That excuse smacked of the surreal. Zenden, who joined for £7.5 million sterling before the start of the season, played and scored in the first game against Newcastle. His pre-season may have been spent in Spain but he has had almost three months to integrate. Only at Chelsea . . .

"Boudewijn agrees with me," added Ranieri. "We need him 100 per cent because he is very important for us. As it was, I was neither happy nor unhappy with our performance. A draw was fair."

Zola's free-kick four minutes from time, tipped acrobatically on to the bar by Simonsen, might still have earned the Londoners their first league away win in five games. In the end, they were left frustrated at their inability to beat a side forced to play a full-back as a makeshift striker.

So threadbare were Walter Smith's options that Steve Watson plugged that gap - the 27-year-old played a handful of games in that position for Newcastle, even scoring once against Liverpool. He proved a handful yesterday, nodding over the bar from Alessandro Pistone's cross, before Duncan Ferguson relieved him of striking duties late on.

"Duncan's not fit and we needed someone to give us more physical presence up front," Smith explained. "Steve's played there before, even if it was in a previous life. He did a job for us, but all my players showed a terrific attitude."
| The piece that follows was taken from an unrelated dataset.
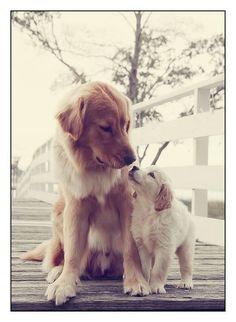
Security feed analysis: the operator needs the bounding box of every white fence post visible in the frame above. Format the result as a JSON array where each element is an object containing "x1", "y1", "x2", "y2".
[{"x1": 192, "y1": 88, "x2": 210, "y2": 217}]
That attitude had Chelsea floundering in the first half. With Thomas Gravesen's tireless running and aggressive tackling to spur them on, Scott Gemmill sent Thomasz Radzinski away only for the Canadian to drag his shot wide.

Mark Bosnich, later to limp off after pulling a thigh muscle while taking a goal kick, then did well to deny Gemmill after a rare John Terry mistake.

EVERTON: Simonsen, Pistone, Weir, Stubbs, Unsworth, Alexandersson (Ferguson 74), Gravesen, Gemmill, Naysmith, Radzinski, Watson. Subs Not Used: Gerrard, Pembridge, Gascoigne, Xavier. Booked: Gravesen.

CHELSEA: Bosnich (Cudicini 80), Babayaro, Terry, Gallas, Melchiot, Jokanovic (Zenden 45), Dalla Bona (Stanic 45), Petit, Lampard, Hasselbaink, Zola. Subs Not Used: Le Saux, Gudjohnsen. Booked: Jokanovic, Melchiot, Babayaro.

Referee: M Halsey (Welwyn Garden City).